L'histoire suggérait qu'il était possible que Polanski soit arrivé deuxième en termes de nombre de votes après Ladj Ly, qui a remporté le prix du meilleur film pourLes Misérables, car selon le règlement des prix, le gagnant du meilleur film ne peut pas également remporter celui du meilleur réalisateur.
L'article ajoute cependant que même si Polanski arrive deuxième en termes de nombre de votes, ce qui ne sera jamais révélé, il envoie néanmoins un message puissant.
"Un officier et un espionétait déjà célébré pour le meilleur costume et le meilleur scénario, mais le César décerné par défaut à Polanski était le moins ambigu possible, dans la mesure où il est le seul qui ne puisse être attribué à l'équipe, au producteur ou à l'intelligence singulière ou autonome de un film. »
N'importe quelle autre année, ces récompenses auraient été considérées comme une année décisive étant donné que Ly est entré dans l'histoire en tant que premier cinéaste noir à remporter le prix du meilleur film avecLes Misérables.

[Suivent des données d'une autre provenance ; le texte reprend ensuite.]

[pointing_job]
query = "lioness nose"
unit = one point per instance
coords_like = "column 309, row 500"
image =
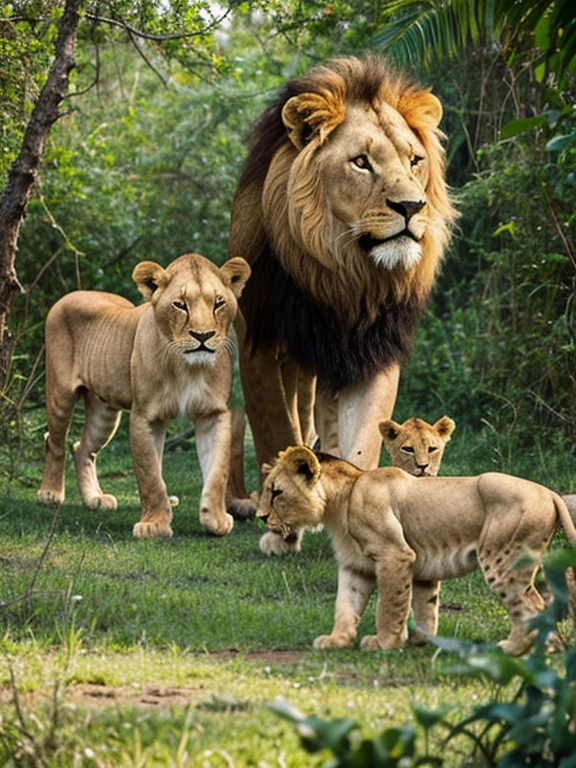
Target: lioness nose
column 202, row 337
column 406, row 208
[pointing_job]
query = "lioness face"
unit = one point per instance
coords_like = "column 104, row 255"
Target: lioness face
column 416, row 446
column 292, row 496
column 375, row 172
column 194, row 306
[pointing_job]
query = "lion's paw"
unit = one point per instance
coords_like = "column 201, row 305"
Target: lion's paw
column 151, row 530
column 273, row 544
column 333, row 641
column 104, row 501
column 216, row 526
column 50, row 498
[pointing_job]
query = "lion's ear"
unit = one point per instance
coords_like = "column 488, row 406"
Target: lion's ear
column 148, row 277
column 234, row 274
column 311, row 114
column 389, row 430
column 444, row 427
column 421, row 110
column 302, row 461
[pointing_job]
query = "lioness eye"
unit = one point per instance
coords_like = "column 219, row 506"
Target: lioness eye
column 362, row 162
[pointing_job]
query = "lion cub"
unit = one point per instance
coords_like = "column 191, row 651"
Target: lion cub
column 404, row 534
column 167, row 356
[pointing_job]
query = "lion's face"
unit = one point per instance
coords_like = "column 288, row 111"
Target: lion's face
column 292, row 497
column 416, row 446
column 375, row 172
column 194, row 303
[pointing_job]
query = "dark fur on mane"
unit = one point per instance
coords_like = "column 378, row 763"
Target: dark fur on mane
column 276, row 310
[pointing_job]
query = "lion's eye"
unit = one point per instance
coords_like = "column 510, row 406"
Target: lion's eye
column 362, row 162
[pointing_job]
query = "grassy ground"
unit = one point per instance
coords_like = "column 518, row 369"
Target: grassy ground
column 134, row 652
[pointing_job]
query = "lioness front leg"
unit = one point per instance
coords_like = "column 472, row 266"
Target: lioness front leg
column 354, row 591
column 213, row 440
column 146, row 444
column 394, row 575
column 425, row 600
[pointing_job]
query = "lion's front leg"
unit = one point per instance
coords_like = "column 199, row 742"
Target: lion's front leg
column 425, row 600
column 213, row 438
column 146, row 445
column 354, row 591
column 361, row 408
column 394, row 576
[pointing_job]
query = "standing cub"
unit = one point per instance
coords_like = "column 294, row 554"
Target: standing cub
column 167, row 356
column 404, row 534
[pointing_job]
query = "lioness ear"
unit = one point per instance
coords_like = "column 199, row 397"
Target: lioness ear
column 148, row 277
column 302, row 461
column 310, row 114
column 389, row 430
column 444, row 427
column 234, row 274
column 421, row 110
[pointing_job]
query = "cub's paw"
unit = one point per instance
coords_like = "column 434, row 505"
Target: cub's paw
column 50, row 498
column 274, row 544
column 333, row 641
column 103, row 501
column 216, row 526
column 241, row 509
column 151, row 530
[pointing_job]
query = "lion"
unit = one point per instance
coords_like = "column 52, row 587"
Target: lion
column 169, row 355
column 403, row 534
column 343, row 213
column 416, row 446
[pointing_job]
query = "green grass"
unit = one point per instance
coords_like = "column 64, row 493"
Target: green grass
column 165, row 652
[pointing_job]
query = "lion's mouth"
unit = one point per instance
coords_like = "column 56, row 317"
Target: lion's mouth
column 367, row 242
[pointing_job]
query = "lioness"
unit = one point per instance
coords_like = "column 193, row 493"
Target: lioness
column 167, row 356
column 403, row 534
column 416, row 446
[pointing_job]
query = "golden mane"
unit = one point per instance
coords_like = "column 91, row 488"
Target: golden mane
column 281, row 195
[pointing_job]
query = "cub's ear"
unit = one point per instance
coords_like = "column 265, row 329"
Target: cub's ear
column 234, row 274
column 389, row 430
column 311, row 114
column 300, row 460
column 444, row 427
column 148, row 277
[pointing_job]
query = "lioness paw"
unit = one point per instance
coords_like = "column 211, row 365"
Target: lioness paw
column 274, row 544
column 151, row 530
column 216, row 526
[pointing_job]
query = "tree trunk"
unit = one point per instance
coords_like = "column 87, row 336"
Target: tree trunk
column 24, row 171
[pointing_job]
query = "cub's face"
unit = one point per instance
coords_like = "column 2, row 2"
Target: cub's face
column 194, row 302
column 416, row 446
column 291, row 497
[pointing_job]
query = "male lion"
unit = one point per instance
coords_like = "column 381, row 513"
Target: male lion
column 416, row 446
column 403, row 534
column 167, row 356
column 343, row 213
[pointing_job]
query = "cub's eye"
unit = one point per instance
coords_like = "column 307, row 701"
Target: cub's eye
column 362, row 162
column 276, row 492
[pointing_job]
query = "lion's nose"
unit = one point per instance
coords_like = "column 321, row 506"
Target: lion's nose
column 406, row 208
column 202, row 337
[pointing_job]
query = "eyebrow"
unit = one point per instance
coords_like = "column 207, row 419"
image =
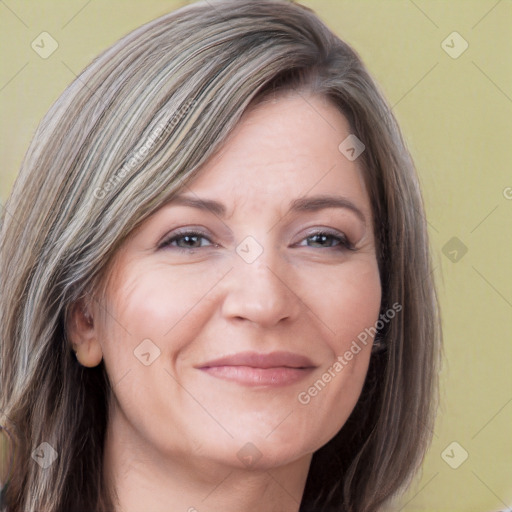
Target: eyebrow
column 301, row 204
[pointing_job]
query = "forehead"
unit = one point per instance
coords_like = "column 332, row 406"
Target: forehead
column 286, row 146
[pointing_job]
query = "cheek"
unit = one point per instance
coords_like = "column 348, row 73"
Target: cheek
column 347, row 303
column 151, row 310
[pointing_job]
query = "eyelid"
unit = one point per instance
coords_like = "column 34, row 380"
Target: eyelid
column 344, row 241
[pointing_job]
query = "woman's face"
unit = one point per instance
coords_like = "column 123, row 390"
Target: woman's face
column 230, row 312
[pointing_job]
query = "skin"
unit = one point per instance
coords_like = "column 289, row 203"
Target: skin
column 175, row 431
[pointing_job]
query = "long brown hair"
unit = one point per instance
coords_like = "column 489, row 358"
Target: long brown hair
column 183, row 81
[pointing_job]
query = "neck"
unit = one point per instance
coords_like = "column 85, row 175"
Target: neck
column 144, row 478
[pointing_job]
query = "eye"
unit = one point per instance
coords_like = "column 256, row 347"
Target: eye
column 186, row 240
column 329, row 240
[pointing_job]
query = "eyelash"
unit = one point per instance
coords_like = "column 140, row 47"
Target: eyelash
column 343, row 242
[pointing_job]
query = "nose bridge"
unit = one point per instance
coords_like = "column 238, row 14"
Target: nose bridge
column 258, row 288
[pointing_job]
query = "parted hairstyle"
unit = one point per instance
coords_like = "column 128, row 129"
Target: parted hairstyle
column 133, row 128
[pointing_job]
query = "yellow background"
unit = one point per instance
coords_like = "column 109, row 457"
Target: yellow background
column 456, row 115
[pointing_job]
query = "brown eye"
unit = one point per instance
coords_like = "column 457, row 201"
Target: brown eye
column 328, row 240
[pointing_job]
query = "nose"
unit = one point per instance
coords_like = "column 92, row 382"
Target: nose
column 261, row 292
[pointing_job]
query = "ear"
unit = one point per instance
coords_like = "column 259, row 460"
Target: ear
column 82, row 334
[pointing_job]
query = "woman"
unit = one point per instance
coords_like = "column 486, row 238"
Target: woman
column 216, row 285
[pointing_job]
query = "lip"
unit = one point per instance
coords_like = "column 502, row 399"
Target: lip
column 255, row 369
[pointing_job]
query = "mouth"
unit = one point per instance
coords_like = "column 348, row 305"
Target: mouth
column 254, row 369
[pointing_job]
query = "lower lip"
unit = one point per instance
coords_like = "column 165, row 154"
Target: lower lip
column 250, row 376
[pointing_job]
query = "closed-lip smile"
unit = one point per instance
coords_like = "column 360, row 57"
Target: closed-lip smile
column 256, row 369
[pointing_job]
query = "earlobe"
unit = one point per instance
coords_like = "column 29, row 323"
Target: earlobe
column 82, row 334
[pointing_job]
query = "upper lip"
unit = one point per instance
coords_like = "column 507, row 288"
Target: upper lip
column 257, row 360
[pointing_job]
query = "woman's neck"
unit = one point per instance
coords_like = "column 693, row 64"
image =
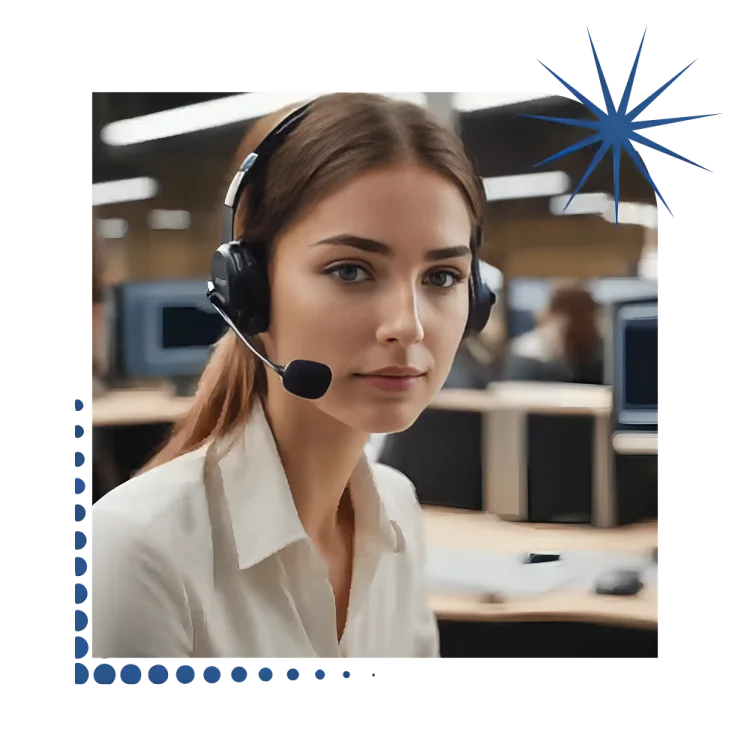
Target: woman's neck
column 319, row 455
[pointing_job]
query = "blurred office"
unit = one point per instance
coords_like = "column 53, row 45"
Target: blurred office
column 545, row 438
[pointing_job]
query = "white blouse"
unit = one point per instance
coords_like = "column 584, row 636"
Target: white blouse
column 205, row 559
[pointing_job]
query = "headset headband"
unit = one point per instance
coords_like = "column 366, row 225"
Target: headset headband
column 256, row 160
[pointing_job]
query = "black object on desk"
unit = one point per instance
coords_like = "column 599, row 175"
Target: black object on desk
column 441, row 453
column 619, row 583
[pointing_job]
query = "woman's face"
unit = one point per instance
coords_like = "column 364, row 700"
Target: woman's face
column 375, row 276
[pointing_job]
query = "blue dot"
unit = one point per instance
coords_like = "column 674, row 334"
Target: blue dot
column 238, row 675
column 80, row 674
column 212, row 675
column 80, row 566
column 185, row 674
column 131, row 674
column 158, row 674
column 80, row 593
column 79, row 540
column 104, row 674
column 80, row 647
column 80, row 620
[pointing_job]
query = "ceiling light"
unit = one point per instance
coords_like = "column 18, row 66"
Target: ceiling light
column 122, row 191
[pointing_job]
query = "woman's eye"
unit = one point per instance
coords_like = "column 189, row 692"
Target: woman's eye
column 349, row 274
column 443, row 279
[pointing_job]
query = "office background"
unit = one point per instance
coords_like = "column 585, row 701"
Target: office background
column 584, row 471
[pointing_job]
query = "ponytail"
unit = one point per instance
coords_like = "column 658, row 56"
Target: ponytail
column 223, row 401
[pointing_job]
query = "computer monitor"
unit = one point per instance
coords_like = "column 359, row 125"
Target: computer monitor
column 633, row 363
column 163, row 329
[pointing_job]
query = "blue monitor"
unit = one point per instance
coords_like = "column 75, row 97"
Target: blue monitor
column 633, row 362
column 163, row 329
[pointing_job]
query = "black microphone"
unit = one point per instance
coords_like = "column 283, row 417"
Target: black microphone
column 301, row 377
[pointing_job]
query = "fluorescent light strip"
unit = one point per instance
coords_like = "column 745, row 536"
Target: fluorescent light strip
column 112, row 229
column 204, row 115
column 526, row 186
column 169, row 220
column 583, row 203
column 471, row 100
column 260, row 102
column 122, row 191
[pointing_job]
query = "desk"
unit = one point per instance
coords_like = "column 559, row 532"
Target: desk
column 505, row 408
column 120, row 408
column 455, row 529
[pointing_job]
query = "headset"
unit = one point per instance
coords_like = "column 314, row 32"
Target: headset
column 240, row 292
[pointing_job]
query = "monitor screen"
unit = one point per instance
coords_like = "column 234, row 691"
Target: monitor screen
column 164, row 329
column 634, row 359
column 189, row 327
column 642, row 364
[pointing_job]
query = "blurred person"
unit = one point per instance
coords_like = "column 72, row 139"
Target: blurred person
column 479, row 359
column 261, row 530
column 566, row 346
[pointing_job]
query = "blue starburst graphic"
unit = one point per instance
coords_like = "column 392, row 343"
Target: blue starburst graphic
column 618, row 126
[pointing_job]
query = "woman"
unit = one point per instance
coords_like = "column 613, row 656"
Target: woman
column 565, row 346
column 261, row 531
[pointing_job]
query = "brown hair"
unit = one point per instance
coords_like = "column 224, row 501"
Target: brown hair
column 342, row 136
column 574, row 308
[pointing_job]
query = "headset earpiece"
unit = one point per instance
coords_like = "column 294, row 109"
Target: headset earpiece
column 481, row 297
column 240, row 286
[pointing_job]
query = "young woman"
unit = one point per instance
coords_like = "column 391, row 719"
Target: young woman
column 261, row 531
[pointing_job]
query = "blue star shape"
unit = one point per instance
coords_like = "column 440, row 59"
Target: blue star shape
column 619, row 126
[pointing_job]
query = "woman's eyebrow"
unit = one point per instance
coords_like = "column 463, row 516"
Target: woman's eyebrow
column 374, row 246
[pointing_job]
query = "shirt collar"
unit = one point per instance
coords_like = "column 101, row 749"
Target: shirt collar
column 261, row 508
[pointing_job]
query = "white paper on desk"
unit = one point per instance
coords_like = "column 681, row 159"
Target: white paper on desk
column 480, row 572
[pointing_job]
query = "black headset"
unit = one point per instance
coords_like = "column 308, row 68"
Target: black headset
column 240, row 291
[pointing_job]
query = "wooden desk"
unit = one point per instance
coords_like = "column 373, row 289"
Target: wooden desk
column 505, row 407
column 456, row 529
column 141, row 406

Le film, présenté en avant-première à Cannes 2019, a également remporté le prix du meilleur acteur émergent, du montage et du public. Mais cet exploit a été perdu dans les autres événements politiques qui ont entouré l’événement.
Mettre en lumière les victoires deLes MisérablesetLa Belle Époque comme points forts de la cérémonie, Libérationa déclaré que l'impression générale laissée par la cérémonie était celle d'un "poulet sans tête courant dans toutes les directions".
Le problème Polanski
Cette année, les récompenses sont embourbées par la controverse depuis que Polanski a été désigné favori lors du premier tour de vote fin janvier avec 12 nominations pour son drame historique sur l'affaire Dreyfus du XIXe siècle.
Les militantes des droits des femmes ont dénoncé avec colère le soutien apporté au réalisateur par les membres de l'Académie des arts et techniques du cinéma, ou Académie César, qui supervise la remise des prix.
Ils ont longtemps fait campagne contre toute sorte de célébration de Polanski en réaction à une affaire de viol statuaire contre lui en 1977 impliquant une enfant de 13 ans, pour laquelle il n'a jamais été jugé. Les nominations de cette année interviennent trois mois seulement après une cinquième allégation de viol, qu'il a niée.
Haenel a déclaré au New York Times que « distinguer Polanski » reviendrait à « cracher au visage de toutes les victimes » d’abus sexuels.
« Cela signifie que violer des femmes n'est pas si grave », a-t-elle déclaré.